Here's one solution. Remember that the time complexity is factorial, and that if you're storing all the permutations then the space required is also factorial. You're not going to be able to do very many strings.
void CalculatePermutations(unsigned long permSize, const char** candidates, const char** currentPerm, unsigned long currentPermIdx, const char** ouputBuffer, unsigned long* nextOutputIdx)
{
//base case (found a single permutation)
if(currentPermIdx >= permSize){
unsigned long i = 0;
for(i = 0; i < permSize; ++i){
ouputBuffer[*nextOutputIdx] = currentPerm[i];
(*nextOutputIdx)++;
}
return;
}
//recursive case
unsigned long i = 0;
for(i = 0; i < permSize; ++i){
if(candidates[i]){
currentPerm[currentPermIdx] = candidates[i]; //choose this candidate
candidates[i] = NULL; //mark as no longer a candidate
CalculatePermutations(permSize, candidates, currentPerm, currentPermIdx + 1, ouputBuffer, nextOutputIdx);
candidates[i] = currentPerm[currentPermIdx]; //restore this as a possible candidate
}
}
}
int main(int argc, char** argv)
{
const char* allStrings[8] = {"0", "1", "2", "3", "4", "5", "6", "7"};
static const char* allPermutations[322560]; // = fact(8) * 8
const char* permBuffer[8];
unsigned long nextOutputIdx = 0;
CalculatePermutations(8, allStrings, permBuffer, 0, allPermutations, &nextOutputIdx);
for(unsigned long i = 0; i < 322560; ++i){
printf("%s", allPermutations[i]);
if(i % 8 == 7){
printf("\n");
} else {
printf(", ");
}
}
return 0;
}

here my code that give us the r-permutation of a n! possible permutations.

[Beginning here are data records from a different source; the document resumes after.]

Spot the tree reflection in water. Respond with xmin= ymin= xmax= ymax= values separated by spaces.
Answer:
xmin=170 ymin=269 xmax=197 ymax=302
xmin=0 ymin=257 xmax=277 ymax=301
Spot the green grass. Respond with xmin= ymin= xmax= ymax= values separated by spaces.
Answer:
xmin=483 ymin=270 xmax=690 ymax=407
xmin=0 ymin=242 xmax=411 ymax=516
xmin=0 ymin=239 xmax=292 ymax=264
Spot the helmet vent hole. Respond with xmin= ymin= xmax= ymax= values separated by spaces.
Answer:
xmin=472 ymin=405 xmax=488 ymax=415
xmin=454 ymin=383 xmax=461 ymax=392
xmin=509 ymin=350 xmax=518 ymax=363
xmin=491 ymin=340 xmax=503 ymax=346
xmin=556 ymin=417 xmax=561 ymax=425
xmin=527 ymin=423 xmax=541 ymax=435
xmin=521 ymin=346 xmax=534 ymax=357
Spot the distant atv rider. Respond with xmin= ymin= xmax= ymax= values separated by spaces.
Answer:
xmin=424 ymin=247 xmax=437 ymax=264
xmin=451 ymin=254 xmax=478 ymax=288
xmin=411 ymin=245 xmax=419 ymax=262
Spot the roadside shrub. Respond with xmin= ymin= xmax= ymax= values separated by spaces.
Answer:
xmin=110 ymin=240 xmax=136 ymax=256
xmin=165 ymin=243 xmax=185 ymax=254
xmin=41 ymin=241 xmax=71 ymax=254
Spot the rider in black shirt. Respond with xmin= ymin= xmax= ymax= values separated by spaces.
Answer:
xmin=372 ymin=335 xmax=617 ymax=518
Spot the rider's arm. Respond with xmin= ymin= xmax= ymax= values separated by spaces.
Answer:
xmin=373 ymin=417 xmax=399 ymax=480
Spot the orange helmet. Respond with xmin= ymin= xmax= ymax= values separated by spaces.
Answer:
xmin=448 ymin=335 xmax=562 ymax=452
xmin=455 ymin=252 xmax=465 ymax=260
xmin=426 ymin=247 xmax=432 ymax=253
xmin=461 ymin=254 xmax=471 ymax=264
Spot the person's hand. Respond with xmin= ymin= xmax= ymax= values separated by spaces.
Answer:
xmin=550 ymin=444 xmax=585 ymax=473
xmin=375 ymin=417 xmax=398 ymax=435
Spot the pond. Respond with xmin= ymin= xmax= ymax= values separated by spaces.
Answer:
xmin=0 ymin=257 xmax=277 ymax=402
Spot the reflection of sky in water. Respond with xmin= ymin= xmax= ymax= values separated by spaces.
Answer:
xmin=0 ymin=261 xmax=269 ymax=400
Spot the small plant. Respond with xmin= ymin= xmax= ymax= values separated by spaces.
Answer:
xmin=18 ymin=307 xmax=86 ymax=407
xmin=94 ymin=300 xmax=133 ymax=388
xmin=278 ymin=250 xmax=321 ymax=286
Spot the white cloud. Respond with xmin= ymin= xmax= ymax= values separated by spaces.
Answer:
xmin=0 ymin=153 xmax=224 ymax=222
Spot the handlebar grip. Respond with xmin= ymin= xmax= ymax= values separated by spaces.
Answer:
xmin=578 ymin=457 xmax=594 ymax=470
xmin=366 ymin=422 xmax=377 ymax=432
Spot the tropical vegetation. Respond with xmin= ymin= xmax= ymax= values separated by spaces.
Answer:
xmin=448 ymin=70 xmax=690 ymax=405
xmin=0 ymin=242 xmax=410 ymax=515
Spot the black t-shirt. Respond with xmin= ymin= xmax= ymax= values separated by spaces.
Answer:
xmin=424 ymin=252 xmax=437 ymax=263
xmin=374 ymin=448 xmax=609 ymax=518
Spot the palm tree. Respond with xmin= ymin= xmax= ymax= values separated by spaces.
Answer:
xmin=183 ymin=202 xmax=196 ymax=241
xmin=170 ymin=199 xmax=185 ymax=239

Code works with all kind of size (I only check with 3!, 4!, 5! and 8! and always works correct, so I suppouse that works right):
#include <stdio.h>
#include <stdint.h>
enum { NPER = 4, };
static const char *DukeQuote[NPER] = {
"Shake it, baby!",
"You wanna dance?",
"Suck it down!",
"Let's rock!",
};
void fill(const uint32_t, uint32_t * const);
void fact(const uint32_t, uint32_t * const);
void perm(uint32_t, const uint32_t, const uint32_t * const, uint32_t * const);
int main(void)
{
uint32_t f[NPER+1];
uint32_t p[NPER];
uint32_t r, s;
/* Generate look-up table for NPER! factorial */
fact(NPER, f);
/* Show all string permutations */
for(r = 0; r < f[NPER]; r++)
{
perm(r, NPER, f, p);
for(s = 0; s < NPER; s++)
printf("%s, ", DukeQuote[p[s]]);
printf("\n");
}
return 0;
}
/* Generate look-up table for n! factorial.
That's a trick to improve execution */
void fact(const uint32_t n, uint32_t * const f)
{
uint32_t k;
for(f[0] = 1, k = 1; k <= n; k++)
f[k] = f[k-1] * k;
}
/* Fill the vector starting to 0 up to n-1 */
void fill(const uint32_t n, uint32_t * const p)
{
uint32_t i;
for(i = 0; i < n; i++)
p[i] = i;
}
/* Give us the r-permutation of n! possible permutations.
r-permutation will be inside p vector */
void perm(uint32_t r, const uint32_t n, const uint32_t * const f, uint32_t * const p)
{
uint32_t i, j;
fill(n, p);
for(i = n-1; i > 0; i--)
{
uint32_t s;
j = r / f[i];
r %= f[i];
s = p[j];
for(; j < i; j++)
p[j] = p[j+1];
p[i] = s;
}
}
For instance, if you want the first permutation of 4! possibles then:
perm(0, 4, f, p)
where p will have:
p = [3, 2, 1, 0]
Take care, 0 is 1th, 1 is 2th, and so on.
You can use p[i] like indices in your string array, how I've used in DukeQuote array.
PD1: This code implements the correct definition of a permutation (A r-permutation is a bijection. The cardinal of the set of all bijections N_n to N_n is exactly n!)
PD2: I hope that my mistakes in my poor English doesn't influence in the goal of my explanation.